If your case is already in court, file a signed Substitution of Counsel before the next hearing, discovery deadline, or trial date. If no lawsuit has been filed yet, there is usually no court form - you switch by signing a new fee agreement and sending written notice ending the old one.

Before you know that, people in Waipahu often feel stuck. The old lawyer stops returning calls, the adjuster keeps pushing papers in English, and medical bills from places like The Queen's Medical Center start piling up during tax season. Many people think changing lawyers will "ruin" the case. It usually does not.

After you switch, what changes is control.

Your new lawyer gets your file, talks to the insurer, and takes over deadlines. If a lawsuit is already pending on Oahu, the filing usually goes through the First Circuit Court.

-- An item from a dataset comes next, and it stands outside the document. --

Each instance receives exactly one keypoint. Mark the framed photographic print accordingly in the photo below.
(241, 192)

If the old lawyer will not cooperate, the court may require a motion to withdraw or substitute counsel instead of a simple substitution.

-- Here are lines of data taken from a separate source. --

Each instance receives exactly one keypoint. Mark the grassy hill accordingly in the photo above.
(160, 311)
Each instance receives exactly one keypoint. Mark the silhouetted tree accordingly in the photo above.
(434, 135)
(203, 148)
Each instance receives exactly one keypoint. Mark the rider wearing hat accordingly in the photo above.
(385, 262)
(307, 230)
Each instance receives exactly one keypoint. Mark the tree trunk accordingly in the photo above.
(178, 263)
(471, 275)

What does not change is the main legal deadline. In Hawaii, most car accident injury lawsuits must still be filed within 2 years under HRS § 657-7. Switching lawyers does not restart that clock.

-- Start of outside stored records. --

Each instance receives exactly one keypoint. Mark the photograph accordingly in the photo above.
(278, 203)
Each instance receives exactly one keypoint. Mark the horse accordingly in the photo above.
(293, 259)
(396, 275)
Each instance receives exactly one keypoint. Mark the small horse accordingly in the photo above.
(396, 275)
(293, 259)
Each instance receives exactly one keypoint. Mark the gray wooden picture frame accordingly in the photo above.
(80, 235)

Fees usually do not double. In Hawaii, the old and new lawyers typically work out how to split one contingency fee based on the work each did. That should be explained in writing.

Do this before switching:

  • Ask for a full copy of your file, bills, photos, and insurance letters
  • Ask whether any PIP, lien, or court deadlines are coming up
  • Confirm whether suit has already been filed
  • Get the new fee agreement in a language you understand, or translated clearly

If your crash involved a service truck, rental car traffic near Honolulu, or a brake-failure wreck coming off roads like Likelike Highway, switching lawyers does not erase the evidence already collected. It just changes who is responsible for using it.

by Keoni Makoa on 2026-04-02

Nothing on this page should be taken as legal advice — it's general information that may not apply to your specific case. If you've been hurt, a lawyer can tell you where you actually stand.